Wednesday, February 27, 2013

DJesus Uncrossed

Saturday Night Live recently lampooned Quentin Tarantino in a very violent video short entitled DJesus Uncrossed.  The sketch is a typical Tarantino bloodbath featuring Jesus coming back from the dead with revenge on the mind:  invoking Tarantino's movie re-imaginings of historical settings concerning Nazis (Inglourious Basterds) and slavery (Django Unchained). 

There has certainly been outcry:  The Catholic League called it "vicious" and the scolded the "snide remark" that the mock film was "less violent than The Passion of the Christ."  

But I have been pleasantly surprised at how many thoughtful reactions there have been as well.  More than one blogger has suggested that the video reveals how misguided many people are who preach a Jesus whose return will be about violence (and credit to Kurt Willems for consolidating them, even as I quote different sections).

David Flowers writes:  I believe that SNL’s portrayal of a “kick ass” Jesus is representative of the bad theology and sloppy biblical hermeneutics that’s so often prevalent among believers who have shaped for themselves an American gun-slinging Jesus—a Jesus that is unlike the Christ revealed in the Gospels.

Heath Bradley writes
:  Christ is declared to be the conqueror over all forces of evil, hence the graphic imagery of violence. Yet, the way he actually “conquers” is through the non-retaliatory, sacrificial love put on display on the cross. This is crucially important to keep in mind, because many people take this imagery at face value and conclude that the second coming of Jesus will be much different than the first coming. 

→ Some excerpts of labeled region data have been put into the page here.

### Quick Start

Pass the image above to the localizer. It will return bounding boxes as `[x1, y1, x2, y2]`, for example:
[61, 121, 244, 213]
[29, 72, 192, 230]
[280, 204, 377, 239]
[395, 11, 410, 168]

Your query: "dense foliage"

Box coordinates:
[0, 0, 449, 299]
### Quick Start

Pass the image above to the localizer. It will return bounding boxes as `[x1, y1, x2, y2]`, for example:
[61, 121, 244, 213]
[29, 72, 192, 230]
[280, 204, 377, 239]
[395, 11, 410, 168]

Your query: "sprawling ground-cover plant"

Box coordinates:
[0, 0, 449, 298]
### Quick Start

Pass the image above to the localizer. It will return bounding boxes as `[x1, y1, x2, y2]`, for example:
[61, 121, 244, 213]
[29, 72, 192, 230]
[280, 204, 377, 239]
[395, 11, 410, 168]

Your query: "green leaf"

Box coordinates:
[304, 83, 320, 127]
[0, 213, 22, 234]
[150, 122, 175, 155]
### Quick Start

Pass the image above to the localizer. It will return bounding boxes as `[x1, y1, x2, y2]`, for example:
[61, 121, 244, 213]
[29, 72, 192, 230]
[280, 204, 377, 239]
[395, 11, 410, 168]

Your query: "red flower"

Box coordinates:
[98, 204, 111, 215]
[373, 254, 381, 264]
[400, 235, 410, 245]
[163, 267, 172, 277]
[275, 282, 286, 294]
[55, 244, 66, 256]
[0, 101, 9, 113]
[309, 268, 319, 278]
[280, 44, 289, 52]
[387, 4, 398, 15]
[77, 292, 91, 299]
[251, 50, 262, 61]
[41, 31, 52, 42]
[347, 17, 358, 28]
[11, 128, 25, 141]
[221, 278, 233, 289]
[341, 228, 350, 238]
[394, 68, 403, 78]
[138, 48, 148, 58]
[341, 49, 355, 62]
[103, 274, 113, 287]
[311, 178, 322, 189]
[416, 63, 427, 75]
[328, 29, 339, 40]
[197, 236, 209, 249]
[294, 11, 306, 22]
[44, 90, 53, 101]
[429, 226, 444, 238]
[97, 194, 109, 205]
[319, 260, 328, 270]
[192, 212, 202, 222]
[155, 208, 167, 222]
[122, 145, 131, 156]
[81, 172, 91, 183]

My favorite response came from David R. Hanson on Patheos.  The whole piece is fantastic, and this is only part: 

We’ve been trying to uncross Jesus for decades in this country, long before SNL got their pens into him. 
We have tried to arm him with our military-industrial complex, drape him with our xenophobia, outfit him with our weapons, and adorn him with our nationalism. We’ve turned the cross into a flagpole for the Stars and Stripes. We have no need for Tarantino to reimagine the story of Jesus into a fantasy of violent revenge. We’ve done it for him. We’ve already uncrossed him, transforming him from a servant into a triumphalist who holds the causes and interests of our country on his back rather than brutal execution.

The SNL sketch reveals the paucity of American popular theology with its camouflage and flag-draped Bibles that segregate the story of God for American patriots only. It pulls back the curtain and shows us just how twisted our Jesus really is: We want a Savior like the one SNL offers. We want the Son of God to kick some ass and take some names. Specifically, our enemies’ names. And maybe the names of a few godless Democrats. Definitely the Muslims. And the atheists. And the … I could go on. 
.... 
Say what you will about how offensive SNL’s sketch was. Our popular theology is more so. Because we should know better. 
But satire reveals truths that are hard to hear. That triumphalist Savior many of us worship? He more resembles the sword and gun-toting DJesus who brings righteous vengeance than the prophetic vagabond foot-washer Jesus who preaches liberation and love of neighbor in the Gospels. The Savior we have created in our own violent images seems more like a character of a Tarantino film than the one at the heart of God’s story of eternal love.